Si Ismael vit sa facon d'être pleinement dans la non conformité, il n'en va pas
de même pour Nora, soucieuse de glisser sur la vie depuis les événements
tragiques de ses proches. Son fils représente tout pour elle surtout depuis le
suicide du père. Elle apparait plus calculatrice et soucieuse de ses intêrets,
n'hésitant pas à déclarer que la richesse de l'homme qu'elle va épouser ne lui
est pas indifférente. Comme elle dit, elle "tue" pour avancer.

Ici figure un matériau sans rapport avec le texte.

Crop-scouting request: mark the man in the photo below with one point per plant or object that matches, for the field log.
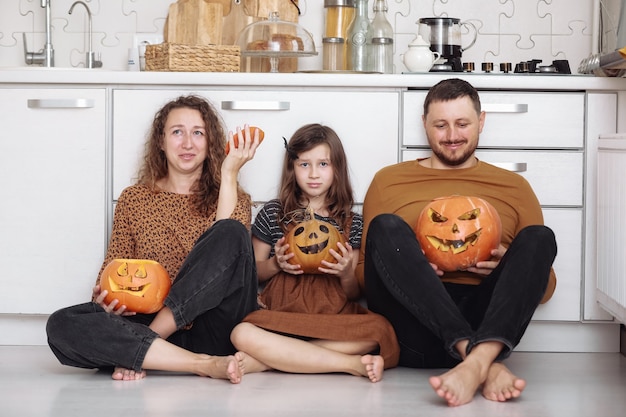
(465, 320)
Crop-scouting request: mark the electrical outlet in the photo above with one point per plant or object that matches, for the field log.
(150, 38)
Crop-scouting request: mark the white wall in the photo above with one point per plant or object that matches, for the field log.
(509, 30)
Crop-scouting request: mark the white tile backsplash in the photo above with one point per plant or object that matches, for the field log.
(508, 30)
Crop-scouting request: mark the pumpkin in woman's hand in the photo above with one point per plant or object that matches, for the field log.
(139, 284)
(310, 241)
(236, 137)
(456, 232)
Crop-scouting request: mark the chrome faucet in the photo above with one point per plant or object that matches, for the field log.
(90, 59)
(45, 57)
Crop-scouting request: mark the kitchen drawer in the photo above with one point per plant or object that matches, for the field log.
(565, 303)
(556, 176)
(520, 120)
(366, 122)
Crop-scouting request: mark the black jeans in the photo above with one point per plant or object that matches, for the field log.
(215, 289)
(430, 316)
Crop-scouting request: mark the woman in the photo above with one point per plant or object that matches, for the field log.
(188, 213)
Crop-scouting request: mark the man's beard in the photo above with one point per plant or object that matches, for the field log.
(459, 159)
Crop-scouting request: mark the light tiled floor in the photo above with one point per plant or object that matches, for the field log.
(33, 383)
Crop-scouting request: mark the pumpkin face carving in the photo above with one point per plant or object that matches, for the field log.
(311, 241)
(456, 232)
(139, 284)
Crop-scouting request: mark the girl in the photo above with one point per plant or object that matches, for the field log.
(312, 323)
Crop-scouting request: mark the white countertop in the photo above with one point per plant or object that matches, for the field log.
(78, 77)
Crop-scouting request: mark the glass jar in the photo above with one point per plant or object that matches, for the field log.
(339, 15)
(381, 37)
(357, 47)
(332, 54)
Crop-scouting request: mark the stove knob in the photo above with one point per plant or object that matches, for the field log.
(468, 67)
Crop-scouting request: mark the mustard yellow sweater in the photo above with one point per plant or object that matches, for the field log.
(405, 188)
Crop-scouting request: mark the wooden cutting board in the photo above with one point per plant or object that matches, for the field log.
(194, 22)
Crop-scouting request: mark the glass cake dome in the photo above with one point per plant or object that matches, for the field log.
(274, 38)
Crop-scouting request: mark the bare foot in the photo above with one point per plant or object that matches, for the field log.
(374, 366)
(221, 367)
(123, 374)
(459, 384)
(250, 365)
(501, 384)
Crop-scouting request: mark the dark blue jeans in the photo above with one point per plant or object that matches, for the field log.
(215, 289)
(430, 316)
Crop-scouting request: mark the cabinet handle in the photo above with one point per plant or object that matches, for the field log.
(255, 105)
(505, 108)
(512, 166)
(78, 103)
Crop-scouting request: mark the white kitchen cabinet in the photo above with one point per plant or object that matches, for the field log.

Chaque situation, changement de lieux, de temps révèle un peu de l'autre.
L'Ismael au musée avec elias, qu'il a gardé de 2 à 8 ans lorsqu'il était avec
Nora, n'est plus le même que celui de l'hopital psychiatrique. Ismael se
comporte comme un enfant avec les adultes et en adulte, proférant la moralité,
avec les enfants.

Parents, enfants, grands parents, soeurs, frères, adoptés, les liens se tissent et
notre vision s'élargit car Desplechin exposent 3 générations en nous
présentant les parents de Nora et ceux d'Ismael, rapport complété par celui
des frères et soeurs. Un grand coup de chapeau à Maurice garrel et à Jean
paul Roussillon pour leur prestation, ce dernier étant bien le père d'Ismael
dans l'extravagance de son vécu quotidien. Le talent d'almaric s'exprime
pleinement dans le personnage à multiples facettes d'Ismael, confirmant tout
le bien de son jeu.

Les personnages tranversaux apportent aussi beaucoup, la psychiatre,
l'avocat pas trés net, l'ado mal dans sa peau. Ils permettent de situer Ismael
dans une vision globale du monde et du quotidien.

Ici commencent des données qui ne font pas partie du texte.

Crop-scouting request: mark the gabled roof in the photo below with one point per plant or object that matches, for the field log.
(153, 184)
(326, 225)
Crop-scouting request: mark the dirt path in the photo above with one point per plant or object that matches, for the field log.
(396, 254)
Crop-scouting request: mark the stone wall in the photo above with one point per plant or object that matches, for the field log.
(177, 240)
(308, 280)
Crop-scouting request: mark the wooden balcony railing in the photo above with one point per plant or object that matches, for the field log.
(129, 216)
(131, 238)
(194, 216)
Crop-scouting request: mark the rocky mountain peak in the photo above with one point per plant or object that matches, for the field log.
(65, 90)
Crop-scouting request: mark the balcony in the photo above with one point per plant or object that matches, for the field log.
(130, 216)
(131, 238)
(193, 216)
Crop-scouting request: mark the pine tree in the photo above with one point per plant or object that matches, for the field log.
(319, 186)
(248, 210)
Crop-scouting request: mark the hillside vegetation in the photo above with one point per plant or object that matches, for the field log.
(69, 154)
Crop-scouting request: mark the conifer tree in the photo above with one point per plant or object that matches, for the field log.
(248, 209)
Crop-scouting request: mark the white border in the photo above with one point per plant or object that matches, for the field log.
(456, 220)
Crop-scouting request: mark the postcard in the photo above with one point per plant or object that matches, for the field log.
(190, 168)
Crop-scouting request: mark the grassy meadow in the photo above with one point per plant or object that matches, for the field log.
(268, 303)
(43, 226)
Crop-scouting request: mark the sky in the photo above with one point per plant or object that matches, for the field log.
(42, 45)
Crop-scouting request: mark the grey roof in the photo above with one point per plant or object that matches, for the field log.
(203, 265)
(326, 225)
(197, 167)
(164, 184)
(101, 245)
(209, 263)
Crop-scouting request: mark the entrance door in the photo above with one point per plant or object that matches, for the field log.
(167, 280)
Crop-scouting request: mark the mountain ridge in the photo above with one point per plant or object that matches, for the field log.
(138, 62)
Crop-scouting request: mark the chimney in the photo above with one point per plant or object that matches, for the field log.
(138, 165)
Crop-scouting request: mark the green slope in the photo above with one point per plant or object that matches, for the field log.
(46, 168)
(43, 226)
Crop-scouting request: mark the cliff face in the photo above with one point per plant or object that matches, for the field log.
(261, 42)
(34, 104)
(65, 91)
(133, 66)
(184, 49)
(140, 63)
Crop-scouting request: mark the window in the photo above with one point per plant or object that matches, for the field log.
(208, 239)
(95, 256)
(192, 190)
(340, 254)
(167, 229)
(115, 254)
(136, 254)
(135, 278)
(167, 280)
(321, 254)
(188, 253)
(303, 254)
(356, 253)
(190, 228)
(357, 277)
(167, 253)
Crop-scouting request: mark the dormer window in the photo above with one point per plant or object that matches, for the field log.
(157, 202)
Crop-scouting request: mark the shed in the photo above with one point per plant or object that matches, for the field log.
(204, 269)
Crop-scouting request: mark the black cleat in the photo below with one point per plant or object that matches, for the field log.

Desplechin séduit et convainc encore une fois. Il est à l'image de la musique
du film, passant du rap à la musique contemporaine sans complexe, du
tragique au rire avec brillot et sans lourdeur. L'intelligence du texte, des
thèmes restent ses atouts les plus évidents, tandis que la mise en scène est
comme toujours trés travaillée. Ses flashs back en nuance permettent
d'expliquer un tout. Ses scènes oniriques, lorsqu'il met en avant des revenants,
laissent une place aux morts en leur donnant une chance de s'exprimer. En
cela, on rejoint son premier film "la vie des morts", mort qui agite les
consciences et bouleverse les vivants entre eux...... apprendre à vivre et
apprendre à mourir dans un même élan retrouvé.